How big of a long-term win is it that the NCAA ended its ban on events in states with legalized sports betting?
DW: It's a cosmetic — albeit, symbolic — change. It doesn't signal a seismic shift in the NCAA's position on sports betting because the bottom line here is that college athletes fall into two risk factors. They're in an age group (18-22) that is probably at the highest risk of gambling addiction. And number two, players for the big-time collegiate programs aren't compensated certainly not like the schools themselves are.
Getting your room, board and tuition and the cost of attendance paid pales in comparison to what athletes in the major professional sports make. As long as college athletes are treated as indentured servants —and aren't paid for the revenue that they generate —the NCAA will remain reluctant to truly embrace legal sports betting, other than to ensure that they participate in the integrity monitoring aspect of it.

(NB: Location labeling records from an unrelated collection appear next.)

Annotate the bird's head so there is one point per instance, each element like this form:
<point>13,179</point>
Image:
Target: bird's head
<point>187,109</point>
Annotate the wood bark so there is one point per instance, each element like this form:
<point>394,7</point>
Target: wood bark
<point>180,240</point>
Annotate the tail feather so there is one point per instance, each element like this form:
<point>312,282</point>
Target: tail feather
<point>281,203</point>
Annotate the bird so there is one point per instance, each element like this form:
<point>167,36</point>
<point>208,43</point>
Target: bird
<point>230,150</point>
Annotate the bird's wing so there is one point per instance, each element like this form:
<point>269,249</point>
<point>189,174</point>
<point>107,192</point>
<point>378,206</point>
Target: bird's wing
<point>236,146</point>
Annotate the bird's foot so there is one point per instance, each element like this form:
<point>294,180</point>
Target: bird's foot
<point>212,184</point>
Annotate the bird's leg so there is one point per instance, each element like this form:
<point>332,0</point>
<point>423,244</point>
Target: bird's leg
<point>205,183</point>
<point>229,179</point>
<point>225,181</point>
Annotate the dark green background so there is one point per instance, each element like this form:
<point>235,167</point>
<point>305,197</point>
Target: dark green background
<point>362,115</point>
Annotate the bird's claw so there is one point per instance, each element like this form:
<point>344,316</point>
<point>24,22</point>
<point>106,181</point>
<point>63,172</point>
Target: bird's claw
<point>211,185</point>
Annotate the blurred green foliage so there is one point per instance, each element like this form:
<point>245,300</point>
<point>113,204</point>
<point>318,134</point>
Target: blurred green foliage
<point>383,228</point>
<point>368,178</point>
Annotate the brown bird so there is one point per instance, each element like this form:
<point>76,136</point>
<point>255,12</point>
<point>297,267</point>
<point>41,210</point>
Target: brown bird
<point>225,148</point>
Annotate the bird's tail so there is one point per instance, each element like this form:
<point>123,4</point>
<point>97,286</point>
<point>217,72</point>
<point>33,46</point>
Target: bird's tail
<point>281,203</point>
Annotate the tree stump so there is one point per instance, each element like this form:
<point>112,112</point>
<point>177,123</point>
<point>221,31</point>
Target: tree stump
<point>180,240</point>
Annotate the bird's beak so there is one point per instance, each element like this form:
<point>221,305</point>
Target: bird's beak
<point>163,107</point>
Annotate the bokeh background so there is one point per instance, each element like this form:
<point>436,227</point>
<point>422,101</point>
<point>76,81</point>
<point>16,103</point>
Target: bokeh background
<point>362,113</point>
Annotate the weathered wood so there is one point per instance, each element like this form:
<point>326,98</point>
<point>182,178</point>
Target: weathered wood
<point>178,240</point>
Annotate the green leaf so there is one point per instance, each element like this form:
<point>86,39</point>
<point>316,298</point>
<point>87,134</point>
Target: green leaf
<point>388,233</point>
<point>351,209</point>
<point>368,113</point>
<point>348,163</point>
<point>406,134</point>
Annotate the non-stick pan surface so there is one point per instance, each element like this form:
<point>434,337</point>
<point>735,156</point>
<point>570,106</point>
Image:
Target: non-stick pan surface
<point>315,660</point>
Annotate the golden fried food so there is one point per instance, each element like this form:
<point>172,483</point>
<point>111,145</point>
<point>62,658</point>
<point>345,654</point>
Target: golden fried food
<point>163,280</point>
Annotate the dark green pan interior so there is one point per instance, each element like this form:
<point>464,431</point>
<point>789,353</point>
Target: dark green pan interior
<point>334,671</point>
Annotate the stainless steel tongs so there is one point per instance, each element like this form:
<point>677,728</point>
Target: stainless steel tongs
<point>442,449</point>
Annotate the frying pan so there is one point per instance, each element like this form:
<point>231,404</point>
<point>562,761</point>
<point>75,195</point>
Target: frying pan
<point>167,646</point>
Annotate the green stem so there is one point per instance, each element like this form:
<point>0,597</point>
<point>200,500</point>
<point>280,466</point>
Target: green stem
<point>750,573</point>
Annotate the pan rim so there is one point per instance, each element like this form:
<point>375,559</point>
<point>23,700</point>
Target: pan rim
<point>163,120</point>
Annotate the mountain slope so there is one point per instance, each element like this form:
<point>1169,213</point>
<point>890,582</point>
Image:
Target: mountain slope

But athletic directors of a number of colleges have made pitches for integrity-related fees paid to the colleges, based upon the investigative and monitoring burden that expanded sports wagering imposes upon a number of schools. While the NCAA may take one particular position globally while not committing to embracing sports betting, a number of schools individually may take different views.
In Illinois, which just passed a sports betting bill, the owners of the college sports facilities can get wagering licenses. Ironically, you may see college presidents and chief financial officers looking to have their school participate in the opportunity. But the NCAA will likely not let them.